Metrotvnews.com, Sidoarjo: Kelahiran anak menjadi obat yang memulihkan trauma korban pemerkosaan, N, di Sidoarjo, Jawa Timur. Kehadiran bayi mungil MRA membuat korban mengubah traumanya menjadi senyum.

Saat Metrotvnews.com berkunjung ke Lingkungan Pondok Sosial (Liponsos) Sidokare, tak tampak kemuraman di wajah korban yang masih berusia 14 tahun itu. Ia pun tampak riang sembari menggendong putranya.

Di usia yang muda, korban menelan kenyataan pahit. Saat tinggal di Desa Trompoasri, Kecamatan Jabon, korban diperkosa hingga hamil.

Menteri Sosial Khofifah Indar Parawansa mengungkap kasus tersebut pada Juli 2015. Sejak itu, korban menghuni Liponsos.

Baca: Mensos Minta Polisi Selesaikan Kasus Pemerkosaan hingga Hamil di Sidoarjo

Kepala UPT Lingkungan Pondok Sosial (Liponsos) Sidokare, Anastasia, mengatakan kondisi itu berbeda saat korban baru tiba di lembaga tersebut.
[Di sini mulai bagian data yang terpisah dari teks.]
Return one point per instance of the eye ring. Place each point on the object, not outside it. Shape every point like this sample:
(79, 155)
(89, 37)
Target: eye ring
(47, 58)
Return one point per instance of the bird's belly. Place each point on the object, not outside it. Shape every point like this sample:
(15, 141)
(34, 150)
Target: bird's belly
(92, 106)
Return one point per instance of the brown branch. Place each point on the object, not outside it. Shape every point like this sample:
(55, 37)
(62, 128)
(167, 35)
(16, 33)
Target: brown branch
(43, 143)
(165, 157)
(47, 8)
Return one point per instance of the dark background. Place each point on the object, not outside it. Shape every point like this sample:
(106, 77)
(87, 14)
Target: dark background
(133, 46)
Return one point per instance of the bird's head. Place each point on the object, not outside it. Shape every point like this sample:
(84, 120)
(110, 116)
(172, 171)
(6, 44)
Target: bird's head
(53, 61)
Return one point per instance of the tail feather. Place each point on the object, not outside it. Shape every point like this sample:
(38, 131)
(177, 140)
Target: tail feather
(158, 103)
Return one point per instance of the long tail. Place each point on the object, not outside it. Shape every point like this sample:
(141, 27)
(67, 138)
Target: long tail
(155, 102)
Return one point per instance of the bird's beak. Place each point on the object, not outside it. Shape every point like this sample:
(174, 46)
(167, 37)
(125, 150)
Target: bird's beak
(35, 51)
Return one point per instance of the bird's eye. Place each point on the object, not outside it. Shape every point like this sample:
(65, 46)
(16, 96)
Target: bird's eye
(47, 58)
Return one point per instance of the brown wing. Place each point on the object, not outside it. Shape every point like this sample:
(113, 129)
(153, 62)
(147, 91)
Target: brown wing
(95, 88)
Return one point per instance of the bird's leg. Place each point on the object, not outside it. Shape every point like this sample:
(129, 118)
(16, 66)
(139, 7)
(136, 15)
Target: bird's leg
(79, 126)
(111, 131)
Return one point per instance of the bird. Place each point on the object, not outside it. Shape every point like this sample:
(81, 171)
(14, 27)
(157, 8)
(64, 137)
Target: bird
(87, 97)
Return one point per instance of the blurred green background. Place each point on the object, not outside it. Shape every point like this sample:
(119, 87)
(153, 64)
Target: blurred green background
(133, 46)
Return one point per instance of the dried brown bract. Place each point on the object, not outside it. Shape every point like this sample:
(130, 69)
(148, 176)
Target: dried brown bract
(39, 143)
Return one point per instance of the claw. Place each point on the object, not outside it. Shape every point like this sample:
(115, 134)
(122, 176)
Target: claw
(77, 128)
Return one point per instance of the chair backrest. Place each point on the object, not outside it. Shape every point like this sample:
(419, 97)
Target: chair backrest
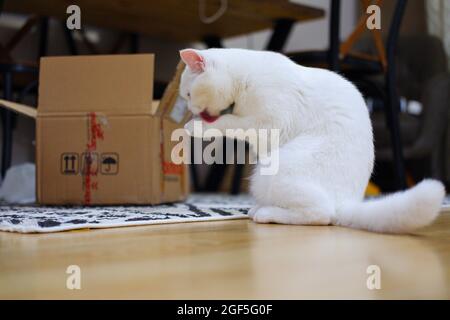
(384, 53)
Saat itu, korban pendiam dan takut saat diajak berbicara.

"Alhamdulillah, sekarang sudah empat bulan di sini, korban sudah normal kembali. Lingkungan di sini sangat mendukung. Orang-orangnya baik semua. Apalagi pendampingnya setiap hari berkunjung," kata R, ibu korban, kepada Metrotvnews.com, Selasa (22/11/2016).
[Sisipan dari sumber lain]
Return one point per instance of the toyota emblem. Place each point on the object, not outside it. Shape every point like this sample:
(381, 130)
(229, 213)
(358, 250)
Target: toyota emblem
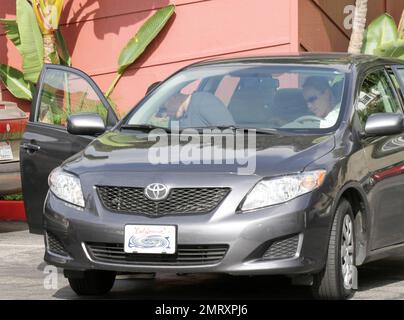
(156, 191)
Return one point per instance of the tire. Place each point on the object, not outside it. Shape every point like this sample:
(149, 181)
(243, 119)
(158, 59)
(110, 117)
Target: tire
(330, 284)
(94, 283)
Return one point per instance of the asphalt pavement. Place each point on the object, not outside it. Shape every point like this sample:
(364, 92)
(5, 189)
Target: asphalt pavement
(24, 275)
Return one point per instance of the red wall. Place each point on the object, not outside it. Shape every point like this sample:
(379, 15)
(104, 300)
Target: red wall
(97, 30)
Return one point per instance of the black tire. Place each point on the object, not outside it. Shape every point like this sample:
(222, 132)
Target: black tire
(329, 284)
(94, 283)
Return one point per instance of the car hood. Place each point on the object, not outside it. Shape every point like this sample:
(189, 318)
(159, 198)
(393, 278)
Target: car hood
(275, 154)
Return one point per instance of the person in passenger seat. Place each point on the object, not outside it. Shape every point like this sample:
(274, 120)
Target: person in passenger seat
(203, 109)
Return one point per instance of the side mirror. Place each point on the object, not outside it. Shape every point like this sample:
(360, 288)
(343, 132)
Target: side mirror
(383, 124)
(152, 86)
(89, 124)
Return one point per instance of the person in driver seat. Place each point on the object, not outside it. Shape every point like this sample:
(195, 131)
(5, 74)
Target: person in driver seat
(321, 100)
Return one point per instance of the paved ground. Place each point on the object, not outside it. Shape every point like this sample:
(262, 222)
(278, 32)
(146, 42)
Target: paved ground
(23, 276)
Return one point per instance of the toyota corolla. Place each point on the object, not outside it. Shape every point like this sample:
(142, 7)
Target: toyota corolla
(289, 165)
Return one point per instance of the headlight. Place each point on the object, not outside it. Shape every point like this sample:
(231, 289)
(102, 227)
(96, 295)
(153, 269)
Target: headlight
(281, 189)
(66, 187)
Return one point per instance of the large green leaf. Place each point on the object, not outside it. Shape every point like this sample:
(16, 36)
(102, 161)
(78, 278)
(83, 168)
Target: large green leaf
(31, 41)
(14, 81)
(393, 49)
(149, 30)
(11, 28)
(63, 51)
(380, 31)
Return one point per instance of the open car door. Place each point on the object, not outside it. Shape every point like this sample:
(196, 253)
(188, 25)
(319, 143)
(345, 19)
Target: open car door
(61, 92)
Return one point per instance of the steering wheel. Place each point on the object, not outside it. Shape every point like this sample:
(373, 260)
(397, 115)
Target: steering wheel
(308, 118)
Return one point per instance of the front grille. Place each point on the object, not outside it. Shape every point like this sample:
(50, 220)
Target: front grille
(55, 246)
(282, 249)
(179, 201)
(186, 255)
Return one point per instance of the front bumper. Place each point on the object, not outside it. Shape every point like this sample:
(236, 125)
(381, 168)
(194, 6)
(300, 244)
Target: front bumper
(10, 179)
(247, 236)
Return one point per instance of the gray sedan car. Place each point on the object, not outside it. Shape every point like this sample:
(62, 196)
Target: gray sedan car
(288, 165)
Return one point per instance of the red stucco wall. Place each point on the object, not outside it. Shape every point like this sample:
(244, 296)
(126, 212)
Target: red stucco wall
(97, 30)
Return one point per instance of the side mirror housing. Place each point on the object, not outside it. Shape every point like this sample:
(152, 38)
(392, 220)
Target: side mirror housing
(384, 124)
(152, 86)
(89, 124)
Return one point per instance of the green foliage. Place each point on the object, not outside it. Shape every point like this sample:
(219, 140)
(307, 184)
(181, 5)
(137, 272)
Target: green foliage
(14, 81)
(137, 45)
(32, 48)
(11, 28)
(382, 38)
(149, 30)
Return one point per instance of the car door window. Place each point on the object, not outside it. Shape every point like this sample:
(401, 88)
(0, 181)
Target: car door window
(63, 94)
(375, 96)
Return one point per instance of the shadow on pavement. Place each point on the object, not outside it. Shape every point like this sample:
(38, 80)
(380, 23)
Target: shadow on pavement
(381, 273)
(11, 226)
(200, 286)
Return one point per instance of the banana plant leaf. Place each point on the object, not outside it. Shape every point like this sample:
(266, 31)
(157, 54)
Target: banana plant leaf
(394, 49)
(11, 28)
(380, 31)
(14, 81)
(31, 41)
(63, 51)
(149, 30)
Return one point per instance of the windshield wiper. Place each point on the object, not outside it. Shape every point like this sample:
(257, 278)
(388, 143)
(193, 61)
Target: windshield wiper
(143, 127)
(268, 131)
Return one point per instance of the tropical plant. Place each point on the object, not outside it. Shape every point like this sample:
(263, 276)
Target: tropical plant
(383, 38)
(25, 33)
(137, 45)
(48, 14)
(358, 27)
(36, 35)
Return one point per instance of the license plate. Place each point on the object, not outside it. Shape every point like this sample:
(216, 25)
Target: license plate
(5, 151)
(150, 239)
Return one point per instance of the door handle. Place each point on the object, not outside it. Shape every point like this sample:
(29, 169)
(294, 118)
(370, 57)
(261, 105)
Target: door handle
(31, 147)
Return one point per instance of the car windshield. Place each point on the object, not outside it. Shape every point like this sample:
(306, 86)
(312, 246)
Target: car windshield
(262, 97)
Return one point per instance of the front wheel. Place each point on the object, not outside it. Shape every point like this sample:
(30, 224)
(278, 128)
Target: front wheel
(93, 283)
(338, 278)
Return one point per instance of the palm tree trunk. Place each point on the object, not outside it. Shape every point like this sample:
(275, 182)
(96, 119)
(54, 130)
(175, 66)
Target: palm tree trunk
(49, 44)
(358, 29)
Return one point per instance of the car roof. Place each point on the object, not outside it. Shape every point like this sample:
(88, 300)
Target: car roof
(341, 60)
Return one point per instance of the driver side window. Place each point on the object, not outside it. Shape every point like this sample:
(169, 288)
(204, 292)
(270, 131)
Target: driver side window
(376, 96)
(63, 94)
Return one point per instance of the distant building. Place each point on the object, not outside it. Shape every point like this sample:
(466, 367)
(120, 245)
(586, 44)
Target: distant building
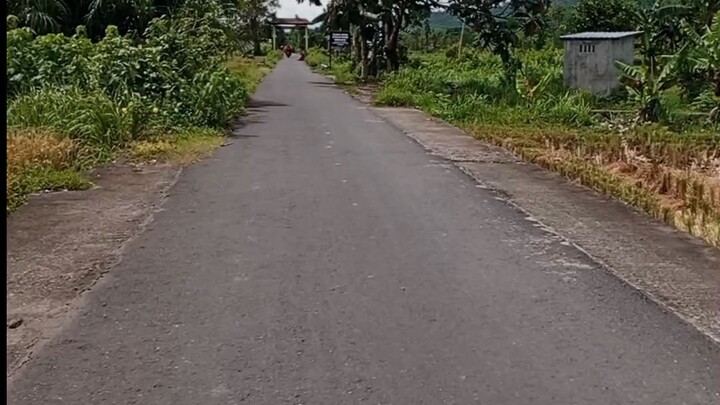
(590, 59)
R juga bersyukur kelahiran sang cucu itu mengembalikan keceriaan putrinya. Bagi R, bayi mungil itu obat dan titipan untuk mengembalikan korban hingga sedia kala. 

Meski demikian, R mengaku terbersit rasa sedih. Putrinya harus menanggung malu akibat tindakan bejat para pelaku. 

Baca: Trauma Hilang, Bocah Korban Pemerkosaan Tetap Enggan Sekolah

"Masa depannya seolah hilang," ungkap R.

R menilai membawa putrinya ke Liponsos merupakan cara yang tepat. Kondisi putrinya berangsur membaik. Kehadiran MRA juga memulihkan psikologis putrinya.

"Putri saya sudah nyaman. Sudah enggak ingat kasus itu lagi," ujar R.

Bukan hanya N yang kembali ceria. Adiknya, F, pun sudah kembali bersekolah. Ayahnya yang sempat tak bekerja, kini sudah mendapatkan pekerjaan.

"Saya hanya mampu bersyukur. Semoga ke depannya bisa lebih baik lagi," harap R.